2. Buy YES or NO shares
Each contract is split into YES and NO shares. A YES share pays $1 if the event happens; a NO share pays $1 if it does not. Their prices always sum to roughly $1, so buying one of each locks in exactly $1 at resolution; the individual prices can be read directly as implied probabilities.
3. Trade or hold
You can sell your position any time the price moves, locking in profit or cutting a loss, or you can hold to resolution and collect the full $1 on the winning side. Holding to resolution ties up capital but avoids slippage.
4. Resolution and payout
When the event is decided, the operator (or a decentralized oracle like UMA on Polymarket) marks the market resolved. Winning shares pay out $1 each; losing shares pay zero. On regulated venues like Kalshi, proceeds settle in USD to your account. On on-chain venues like Polymarket, they settle in USDC to your wallet.
Comprendre les mécanismes
Chaque guide ci-dessous approfondit un aspect spécifique du mécanisme. Lisez-les dans l'ordre pour construire un modèle mental complet, ou allez directement au concept qui vous intéresse.

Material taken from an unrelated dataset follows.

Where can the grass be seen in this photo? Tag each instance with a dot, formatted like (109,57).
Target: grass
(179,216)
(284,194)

What is implied probability in prediction markets?
Why a YES share trading at $0.62 means a ~62% market-implied probability, and when that reading breaks down.
Partie 2Order books vs AMMs in prediction markets
Kalshi and Polymarket run orderbooks; older on-chain venues use automated market makers. How each one prices risk differently.
Partie 3What is LMSR (Logarithmic Market Scoring Rule)?
The market-maker formula Robin Hanson designed for prediction markets, why it bounds loss, and who still uses it.
Partie 4How liquidity works in prediction markets
Why liquidity is the single biggest predictor of accuracy, how thin markets are manipulated, and what "depth" really means.
Partie 5Bid, ask, and spread explained
The three numbers every event-contract trader should read before placing an order, with worked examples from Kalshi and Polymarket.
Partie 6How prediction market resolution works
What happens when a market settles: centralized operators, UMA oracles, community voting, and what to do when resolution is disputed.
Partie 7Market manipulation in prediction markets
How traders move thin markets to generate headlines or profit, how to detect manipulation, and why deep liquidity is the only real defense.
Partie 8Kelly criterion for event contract sizing
How to size positions in binary markets using the Kelly formula, why fractional Kelly is safer in practice, and how fees change the math.
Partie 9Arbitrage across prediction markets
How to find and trade price discrepancies between Kalshi, Polymarket, and other venues, the mechanics of locking in risk-free profit, and practical limits.
Partie 10How prediction market winnings are taxed
US tax treatment under current IRS guidance, what 1099-MISC means for Kalshi traders, and how other jurisdictions generally handle prediction market profits.
Partie 11Sports contracts vs political contracts
How CFTC-regulated sports event contracts differ from political ones in regulation, resolution mechanics, and what that means for traders outside the US.
Partie 12How to read a prediction market orderbook
Level 2 depth, bid and ask walls, how large orders signal conviction or manipulation, and what the top-of-book tells you before you place a trade.
Partie 13What is a Designated Contract Market (DCM)?
The CFTC licence that Kalshi, ForecastEx, and Robinhood hold, what it means for consumer protection, and why it matters for US prediction market access.